What was the composition of the battery?
It is primarily made from a lithiated-cobalt material. It also includes a nuclear isotope that generates 95W of power continuously, but that’s only about enough to illuminate a light bulb. This will be used to recharge the battery.
It’s the battery itself that will power the rover, which is about the size of a Mini Cooper.
There’s also some graphite in there too.
How did you come to develop the technology?
We’ve been working with NASA for some time now, and this is the fourth successful mission for which we have provided the battery technology.
Can these kinds of batteries be used for anything closer to home?
We have lots of battery designs similar to those used for the NASA missions, and these are mostly used in military and defence applications.
The lithium-ion battery in this case was specially designed for NASA, but essentially it uses the same technology as our other batteries.
We could make an electric vehicle battery using this technology, but it would be too expensive to be commercial.
Are you involved in the electric vehicle market?

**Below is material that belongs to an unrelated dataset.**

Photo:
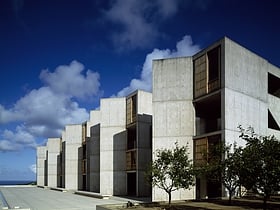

We went after that business a few years ago but didn’t get selected for the funding. In hindsight, this was fortunate for us, as we see that market as being pretty saturated.
In our view, the EV market is not maturing fast enough to sustain all the li-ion battery producers out there.
So you’ll be sticking with space exploration?
Yes. We’re a small company, but we’ve got our niche and we’re doing just fine with that!
Graphite helped safe landing
Meanwhile, another US technology company, based in Denver, Pennsylvania, had its own reasons for congratulating itself.
Weaver Industries Inc., a firm that specialises in machining graphite materials for foundries such as graphite electrodes, produced dozens of tiles for the heat shield that protected Curiosity as it descended through Mars’ atmosphere.
Speaking proudly about the company’s achievement, Weaver’s executive vice president, Leon Good, said: “[NASA] were originally going to make another heat shield with another type of material and it failed."
He added that the firm was sworn to secrecy over the details of the project under the “International Traffic in Arms Regulations” which are designed to safeguard US security.
“I can’t go home and tell my kids, my grandkids what I’m working on. I can just say, ‘well we’re working on something really cool,’ and that’s about it,” Good said.
Weaver Industries keeps a low profile, but has a long history of working on space-related projects. In 1961, the graphite company machined the mould for the heat shield for the Mercury shot which put the first American, Alan Shepard, into space.